Review

  • Warning: Spoilers
    I had no idea what to expect from "Tulpan". I can't recall where in my movie trolling I'd decided to rent and watch it. Would it be one of those small, eccentric films with a quirky character in the lead? Those can work but I've been a little leery of them lately. The writer/director, Sergei Dvortsevoy, who is 47, is from Kazakhstan where Tulpan is set and has been involved in a half dozen films as writer and director. But I enjoy Russian cinema and Kazakhstan was once part of the Soviet Union so maybe… Kazakhstan is the world's largest landlocked country although it does border on the Caspian and Aral Seas. The steppe where the film takes place is the largest dry steppe region in the world and the film offers dramatic vistas of this flat, flat plain where people have lived as nomadic herders for centuries and continue to raise sheep, goats, camels in one of the least densely populated regions on earth.

    Asa, the main character, has come home from his duties as a sailor in the navy. He hopes to arrange a marriage for himself with the help of his sister and brother-in-law with a local girl he's never met, Tulpan. There is much delicious dry humor in this set up. Asa hopes to set himself up as nomad, living his life in his yurt, scratching out an existence from the hard-scrabble land. The film beautifully portrays for us in almost documentary fashion the life Asa hopes to achieve.

    His sister's family is lovingly presented. His sister is beautiful and loves her daughter whose constant singing irritates the stern, hard working father, and her young son who gallops about pretending the stick he is straddling is like the horse his father rides. But the authenticity of the life presented here is documentary like and I mean that in the best possible way. The young boy appears to not to be aware of the camera at all as do all of the actors, camels included. So what we see seems a very authentic look at a fragile way of life.

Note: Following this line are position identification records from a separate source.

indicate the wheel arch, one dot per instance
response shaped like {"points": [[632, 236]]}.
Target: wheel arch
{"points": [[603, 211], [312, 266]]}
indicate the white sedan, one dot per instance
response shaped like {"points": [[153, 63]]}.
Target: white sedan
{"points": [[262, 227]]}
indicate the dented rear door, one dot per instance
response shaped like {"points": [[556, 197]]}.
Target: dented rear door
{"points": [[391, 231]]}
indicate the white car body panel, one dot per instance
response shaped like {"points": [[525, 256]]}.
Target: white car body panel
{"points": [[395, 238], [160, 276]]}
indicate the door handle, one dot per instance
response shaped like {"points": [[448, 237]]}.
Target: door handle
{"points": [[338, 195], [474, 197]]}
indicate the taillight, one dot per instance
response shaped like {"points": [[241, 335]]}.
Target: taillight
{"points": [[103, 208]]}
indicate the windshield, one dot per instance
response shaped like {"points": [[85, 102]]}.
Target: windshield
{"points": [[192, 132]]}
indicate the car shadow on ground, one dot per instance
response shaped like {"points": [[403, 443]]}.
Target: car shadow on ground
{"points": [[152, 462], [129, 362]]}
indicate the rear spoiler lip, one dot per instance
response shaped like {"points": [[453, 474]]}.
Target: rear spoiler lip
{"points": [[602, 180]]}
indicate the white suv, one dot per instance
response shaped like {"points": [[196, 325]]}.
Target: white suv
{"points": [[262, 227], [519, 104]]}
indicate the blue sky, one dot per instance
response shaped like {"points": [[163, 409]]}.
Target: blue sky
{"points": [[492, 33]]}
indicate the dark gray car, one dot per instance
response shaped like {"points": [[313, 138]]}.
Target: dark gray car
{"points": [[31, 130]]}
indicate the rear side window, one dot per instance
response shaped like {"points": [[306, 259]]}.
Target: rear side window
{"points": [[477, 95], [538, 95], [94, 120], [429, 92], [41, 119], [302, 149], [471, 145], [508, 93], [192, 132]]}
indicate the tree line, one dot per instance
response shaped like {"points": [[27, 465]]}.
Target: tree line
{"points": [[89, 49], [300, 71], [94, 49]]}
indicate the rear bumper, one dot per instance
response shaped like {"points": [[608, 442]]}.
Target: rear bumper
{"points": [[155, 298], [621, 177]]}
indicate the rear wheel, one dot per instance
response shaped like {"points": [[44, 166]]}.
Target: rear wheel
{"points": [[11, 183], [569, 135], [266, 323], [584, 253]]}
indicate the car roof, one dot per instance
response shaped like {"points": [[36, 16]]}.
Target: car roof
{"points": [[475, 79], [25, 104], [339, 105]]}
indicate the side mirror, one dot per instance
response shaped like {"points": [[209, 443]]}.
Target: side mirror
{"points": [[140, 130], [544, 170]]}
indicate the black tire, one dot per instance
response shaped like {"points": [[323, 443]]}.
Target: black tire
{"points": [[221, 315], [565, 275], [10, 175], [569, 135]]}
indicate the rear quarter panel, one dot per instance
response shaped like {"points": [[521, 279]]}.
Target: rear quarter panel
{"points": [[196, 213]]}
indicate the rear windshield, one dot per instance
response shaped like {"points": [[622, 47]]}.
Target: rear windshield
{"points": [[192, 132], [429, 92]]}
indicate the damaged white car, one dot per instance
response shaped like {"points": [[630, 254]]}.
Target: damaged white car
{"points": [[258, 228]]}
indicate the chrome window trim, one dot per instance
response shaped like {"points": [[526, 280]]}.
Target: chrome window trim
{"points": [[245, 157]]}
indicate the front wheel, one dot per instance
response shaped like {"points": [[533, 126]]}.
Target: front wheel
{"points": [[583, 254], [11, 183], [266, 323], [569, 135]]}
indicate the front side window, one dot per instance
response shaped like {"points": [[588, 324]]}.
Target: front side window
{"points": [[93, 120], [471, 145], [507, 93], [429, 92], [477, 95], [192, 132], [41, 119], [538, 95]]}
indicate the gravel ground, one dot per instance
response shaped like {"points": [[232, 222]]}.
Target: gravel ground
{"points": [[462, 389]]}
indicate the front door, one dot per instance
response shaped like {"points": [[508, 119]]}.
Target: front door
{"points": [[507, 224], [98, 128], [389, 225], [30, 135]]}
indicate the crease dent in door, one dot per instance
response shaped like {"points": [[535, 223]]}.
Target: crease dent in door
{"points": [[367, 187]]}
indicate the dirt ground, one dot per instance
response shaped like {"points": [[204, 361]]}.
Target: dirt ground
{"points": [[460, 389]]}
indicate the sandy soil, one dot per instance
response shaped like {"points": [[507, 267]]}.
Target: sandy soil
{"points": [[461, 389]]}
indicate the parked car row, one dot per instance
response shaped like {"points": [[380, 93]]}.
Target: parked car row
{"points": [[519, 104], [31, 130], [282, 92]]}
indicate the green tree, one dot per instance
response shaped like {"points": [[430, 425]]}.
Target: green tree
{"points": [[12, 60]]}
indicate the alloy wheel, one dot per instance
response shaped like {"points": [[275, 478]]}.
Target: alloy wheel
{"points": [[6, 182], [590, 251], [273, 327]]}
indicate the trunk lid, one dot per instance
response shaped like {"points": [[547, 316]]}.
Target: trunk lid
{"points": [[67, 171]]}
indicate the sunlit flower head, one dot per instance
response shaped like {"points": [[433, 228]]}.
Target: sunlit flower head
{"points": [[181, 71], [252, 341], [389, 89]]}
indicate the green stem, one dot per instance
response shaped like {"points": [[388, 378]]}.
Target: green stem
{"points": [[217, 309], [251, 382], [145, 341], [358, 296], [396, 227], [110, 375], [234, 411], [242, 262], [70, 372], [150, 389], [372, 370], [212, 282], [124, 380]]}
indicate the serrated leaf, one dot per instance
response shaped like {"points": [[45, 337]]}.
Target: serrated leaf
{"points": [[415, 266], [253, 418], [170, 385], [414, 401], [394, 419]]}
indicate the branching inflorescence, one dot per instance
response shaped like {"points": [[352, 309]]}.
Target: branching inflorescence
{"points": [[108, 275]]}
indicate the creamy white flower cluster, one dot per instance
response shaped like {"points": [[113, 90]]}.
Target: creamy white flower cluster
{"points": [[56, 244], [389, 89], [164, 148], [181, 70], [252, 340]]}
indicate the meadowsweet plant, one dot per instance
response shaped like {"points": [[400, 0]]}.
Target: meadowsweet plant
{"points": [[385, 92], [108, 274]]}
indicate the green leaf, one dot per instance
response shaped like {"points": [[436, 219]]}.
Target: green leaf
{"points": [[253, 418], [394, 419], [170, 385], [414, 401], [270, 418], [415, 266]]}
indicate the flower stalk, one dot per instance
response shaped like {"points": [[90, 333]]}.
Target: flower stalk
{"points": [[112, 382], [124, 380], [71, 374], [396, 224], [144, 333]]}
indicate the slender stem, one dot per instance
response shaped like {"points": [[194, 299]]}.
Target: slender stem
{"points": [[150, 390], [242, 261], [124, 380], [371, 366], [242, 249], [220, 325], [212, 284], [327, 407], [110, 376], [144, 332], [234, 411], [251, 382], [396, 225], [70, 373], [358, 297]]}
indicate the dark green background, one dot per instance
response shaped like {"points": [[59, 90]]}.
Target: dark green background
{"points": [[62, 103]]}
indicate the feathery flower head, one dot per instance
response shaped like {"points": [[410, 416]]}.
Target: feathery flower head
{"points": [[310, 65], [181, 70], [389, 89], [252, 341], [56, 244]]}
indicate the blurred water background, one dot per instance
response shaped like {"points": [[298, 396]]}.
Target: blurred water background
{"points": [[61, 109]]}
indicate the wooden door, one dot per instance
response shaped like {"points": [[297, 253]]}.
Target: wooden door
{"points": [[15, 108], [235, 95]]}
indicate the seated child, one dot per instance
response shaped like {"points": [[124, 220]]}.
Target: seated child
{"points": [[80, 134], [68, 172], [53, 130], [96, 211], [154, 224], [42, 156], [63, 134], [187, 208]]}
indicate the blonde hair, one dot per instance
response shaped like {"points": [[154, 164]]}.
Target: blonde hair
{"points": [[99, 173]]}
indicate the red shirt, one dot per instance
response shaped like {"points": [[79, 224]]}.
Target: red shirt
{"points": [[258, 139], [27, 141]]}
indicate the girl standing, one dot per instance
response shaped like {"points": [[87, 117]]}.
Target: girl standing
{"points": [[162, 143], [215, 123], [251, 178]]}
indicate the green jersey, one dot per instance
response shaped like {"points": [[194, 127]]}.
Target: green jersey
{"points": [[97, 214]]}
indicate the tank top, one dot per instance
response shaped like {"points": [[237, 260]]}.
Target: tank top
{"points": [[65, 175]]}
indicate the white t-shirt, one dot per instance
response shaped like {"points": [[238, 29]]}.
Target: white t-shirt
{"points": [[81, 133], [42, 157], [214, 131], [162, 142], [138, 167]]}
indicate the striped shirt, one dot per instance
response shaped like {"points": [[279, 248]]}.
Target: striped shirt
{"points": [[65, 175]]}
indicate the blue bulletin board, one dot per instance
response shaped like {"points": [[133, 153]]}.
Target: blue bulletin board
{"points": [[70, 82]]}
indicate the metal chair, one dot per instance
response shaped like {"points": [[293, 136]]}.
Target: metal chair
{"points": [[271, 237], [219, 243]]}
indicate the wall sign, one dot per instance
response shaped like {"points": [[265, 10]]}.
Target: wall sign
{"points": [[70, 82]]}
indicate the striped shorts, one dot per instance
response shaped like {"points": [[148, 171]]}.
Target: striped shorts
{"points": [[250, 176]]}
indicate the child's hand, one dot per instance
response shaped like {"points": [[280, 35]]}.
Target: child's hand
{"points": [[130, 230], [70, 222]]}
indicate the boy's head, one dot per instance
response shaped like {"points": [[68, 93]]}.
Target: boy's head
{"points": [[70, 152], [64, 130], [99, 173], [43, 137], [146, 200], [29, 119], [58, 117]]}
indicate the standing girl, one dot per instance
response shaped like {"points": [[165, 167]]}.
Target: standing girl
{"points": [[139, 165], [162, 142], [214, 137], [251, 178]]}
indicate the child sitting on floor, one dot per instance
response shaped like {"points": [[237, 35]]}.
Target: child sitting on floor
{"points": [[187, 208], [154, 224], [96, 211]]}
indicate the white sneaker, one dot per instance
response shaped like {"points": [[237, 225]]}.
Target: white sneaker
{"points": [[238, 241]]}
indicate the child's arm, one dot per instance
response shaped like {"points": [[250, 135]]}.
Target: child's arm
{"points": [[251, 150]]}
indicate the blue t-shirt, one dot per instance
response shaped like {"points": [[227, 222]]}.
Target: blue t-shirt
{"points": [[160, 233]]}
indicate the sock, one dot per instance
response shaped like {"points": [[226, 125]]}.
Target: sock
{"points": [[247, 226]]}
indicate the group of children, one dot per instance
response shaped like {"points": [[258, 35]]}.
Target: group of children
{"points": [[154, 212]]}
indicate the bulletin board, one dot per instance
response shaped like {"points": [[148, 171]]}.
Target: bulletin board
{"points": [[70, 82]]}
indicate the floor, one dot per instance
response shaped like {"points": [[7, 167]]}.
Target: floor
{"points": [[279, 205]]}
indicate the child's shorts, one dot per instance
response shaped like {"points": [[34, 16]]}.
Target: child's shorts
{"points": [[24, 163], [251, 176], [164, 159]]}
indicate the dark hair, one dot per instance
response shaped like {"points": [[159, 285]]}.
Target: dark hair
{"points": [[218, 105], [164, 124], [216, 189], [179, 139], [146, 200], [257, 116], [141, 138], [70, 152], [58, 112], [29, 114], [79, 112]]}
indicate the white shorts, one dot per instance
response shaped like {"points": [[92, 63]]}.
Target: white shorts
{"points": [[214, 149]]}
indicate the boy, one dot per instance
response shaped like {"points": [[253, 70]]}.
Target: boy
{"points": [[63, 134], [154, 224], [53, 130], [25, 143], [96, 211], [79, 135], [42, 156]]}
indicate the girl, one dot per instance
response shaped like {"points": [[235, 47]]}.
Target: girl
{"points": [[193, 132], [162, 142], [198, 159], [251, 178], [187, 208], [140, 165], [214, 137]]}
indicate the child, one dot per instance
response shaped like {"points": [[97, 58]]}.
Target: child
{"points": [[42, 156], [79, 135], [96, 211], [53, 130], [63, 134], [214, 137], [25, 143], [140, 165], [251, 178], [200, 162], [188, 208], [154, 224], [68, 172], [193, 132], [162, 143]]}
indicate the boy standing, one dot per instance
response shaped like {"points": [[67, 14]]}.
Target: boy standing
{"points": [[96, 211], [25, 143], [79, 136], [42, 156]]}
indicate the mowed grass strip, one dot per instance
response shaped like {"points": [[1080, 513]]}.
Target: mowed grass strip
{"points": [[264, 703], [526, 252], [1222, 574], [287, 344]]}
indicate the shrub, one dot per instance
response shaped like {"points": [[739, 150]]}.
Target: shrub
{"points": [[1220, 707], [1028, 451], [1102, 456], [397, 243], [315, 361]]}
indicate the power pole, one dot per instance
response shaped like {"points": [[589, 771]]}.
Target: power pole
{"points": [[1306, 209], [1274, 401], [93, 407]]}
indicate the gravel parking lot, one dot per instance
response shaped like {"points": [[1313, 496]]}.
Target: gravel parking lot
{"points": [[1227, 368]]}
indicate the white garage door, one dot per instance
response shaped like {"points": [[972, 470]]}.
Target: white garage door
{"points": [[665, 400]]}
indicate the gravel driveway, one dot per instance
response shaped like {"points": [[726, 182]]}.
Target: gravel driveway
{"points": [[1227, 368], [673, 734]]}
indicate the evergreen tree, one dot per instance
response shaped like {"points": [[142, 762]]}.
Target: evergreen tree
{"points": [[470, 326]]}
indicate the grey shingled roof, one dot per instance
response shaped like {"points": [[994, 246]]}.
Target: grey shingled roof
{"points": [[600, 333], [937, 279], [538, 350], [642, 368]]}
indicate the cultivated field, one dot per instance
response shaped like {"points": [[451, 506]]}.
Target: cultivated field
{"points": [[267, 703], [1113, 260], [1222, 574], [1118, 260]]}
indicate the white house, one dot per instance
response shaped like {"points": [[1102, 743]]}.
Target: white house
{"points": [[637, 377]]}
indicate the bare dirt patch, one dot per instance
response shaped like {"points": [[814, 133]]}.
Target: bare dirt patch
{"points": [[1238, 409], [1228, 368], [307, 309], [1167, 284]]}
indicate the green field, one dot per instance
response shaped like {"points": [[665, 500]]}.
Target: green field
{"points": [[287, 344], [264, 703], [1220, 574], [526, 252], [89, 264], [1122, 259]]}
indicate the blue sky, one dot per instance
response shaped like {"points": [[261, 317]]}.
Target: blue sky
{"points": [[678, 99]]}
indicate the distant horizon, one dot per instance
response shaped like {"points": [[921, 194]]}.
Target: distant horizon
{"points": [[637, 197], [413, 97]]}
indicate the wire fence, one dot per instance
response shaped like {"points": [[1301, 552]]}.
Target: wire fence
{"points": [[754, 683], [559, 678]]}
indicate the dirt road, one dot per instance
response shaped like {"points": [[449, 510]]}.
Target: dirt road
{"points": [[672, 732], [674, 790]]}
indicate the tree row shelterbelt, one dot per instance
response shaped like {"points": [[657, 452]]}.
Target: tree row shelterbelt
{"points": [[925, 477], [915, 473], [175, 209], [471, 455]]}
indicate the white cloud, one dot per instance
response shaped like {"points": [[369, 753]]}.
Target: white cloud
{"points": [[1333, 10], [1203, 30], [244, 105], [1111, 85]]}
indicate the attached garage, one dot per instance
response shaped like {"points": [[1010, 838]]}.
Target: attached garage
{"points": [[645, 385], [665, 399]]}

    And therein lies another of the beauties of "Tulpan". As the attempt at arranging the marriage runs into roadblock after roadblock, we see how much Asa loves that existence. His brother-in-law wonders why Asa would choose such a difficult existence, given the choice. But Dvortsevoy, while showing the daily life and death struggles a herdsman must endure, is also able to demonstrate why someone would do whatever to live a rich life in such a beautiful yet primitive place.

    I can't recommend "Tulpan" highly enough. See it if you can. I have a feeling what has been captured here will not be around for much longer.